Oh, there was that time when the Hoosiers last won the Big Ten title with a defense that yielded an average of only 14.5 points per game in earning a spot in the Rose Bowl.

Of course, that was in 1967.

The past 50 years have mostly been marred by Indiana’s opponents often scoring almost at will, such as two seasons ago when the Hoosiers lost games in which their offense scored 52, 41 and 41 points.

Don’t assume, however, that the same old tissue-soft defense will line up for Indiana on Thursday night when No. 2 Ohio State opens its season with a Big Ten game in Bloomington.

Indiana returns nine starters to a defense that improved its average yards allowed per game more from 2015 to 2016 than any other team in college football, going from 509.5 (ranking 120th in the nation) to 380.1 (ranking 45th).

The turnaround in 2016 came in Tom Allen’s first season as Indiana’s defensive coordinator, leading to the Hoosiers’ 6-7 record and second consecutive bowl appearance, which hadn’t happened since 1990 and ’91.

In a twist of fate, Allen is now Indiana’s coach, and Thursday he’ll match wits with the guy who hired him a year ago: Kevin Wilson, the Buckeyes' offensive coordinator after serving as Hoosiers coach the previous six seasons, going 26-47.

“(Wilson) is a good coach, but we’ve got a pretty good defense,” Indiana senior quarterback Richard Lagow said. “It’s going to be a great matchup.”

The Hoosiers are led by Tegray Scales, a senior from Cincinnati who last season became Indiana’s first All-American at linebacker since 1987 while topping the Big Ten in tackles (126) and leading the nation in solo tackles (93) and tackles for loss (23.5).

Senior cornerback Rashard Fant is the cornerstone of the secondary, which returns all four starters from 2016. He is the NCAA’s active leader — and Indiana record-holder — in career pass break-ups (44) and passes defended (48).

Ohio State knows well why Indiana improved from No. 126 in pass defense in 2015 to No. 53 a year ago, finishing ninth in the nation in passes defensed (77) and 11th in completion percentage allowed (52.5).

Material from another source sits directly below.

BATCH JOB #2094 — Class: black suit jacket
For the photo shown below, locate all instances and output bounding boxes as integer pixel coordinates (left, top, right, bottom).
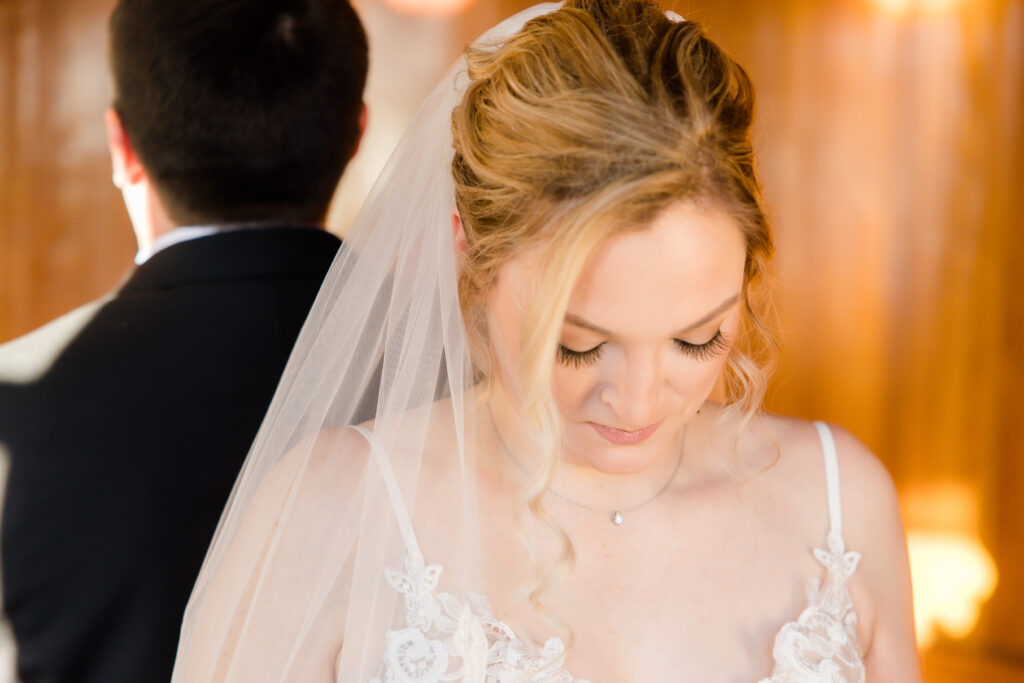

Quarterback J.T. Barrett completed only 9 of 21 passes for 93 yards in last season’s 38-17 win over the Hoosiers. The Buckeyes won with 290 yards rushing, led by Barrett’s 137 on a career-high 26 carries.

Allen, serving as his own defensive coordinator this season, changed the Hoosiers’ fortunes by installing a funky 4-2-5 scheme and altering the defense’s mindset.

“First of all, we made such a huge issue of taking the ball away,” said Allen, who came from South Florida. Allen made himself and his players do 25 pushups if they say the word “turnover” because the term “takeaway” is more aggressive.

Indiana didn’t exactly morph into the 1985 Chicago Bears last year. The Hoosiers still allowed 27.2 points per game to rank No. 57, but that was dramatic improvement from No. 116 in giving up an average of 37.6 points in 2015.

If anything, the Indiana defense isn’t expected to roll over Thursday as it too often did in Wilson’s first five seasons, which included a 34-27 loss to OSU in 2015 and a 52-49 Buckeyes victory in 2012.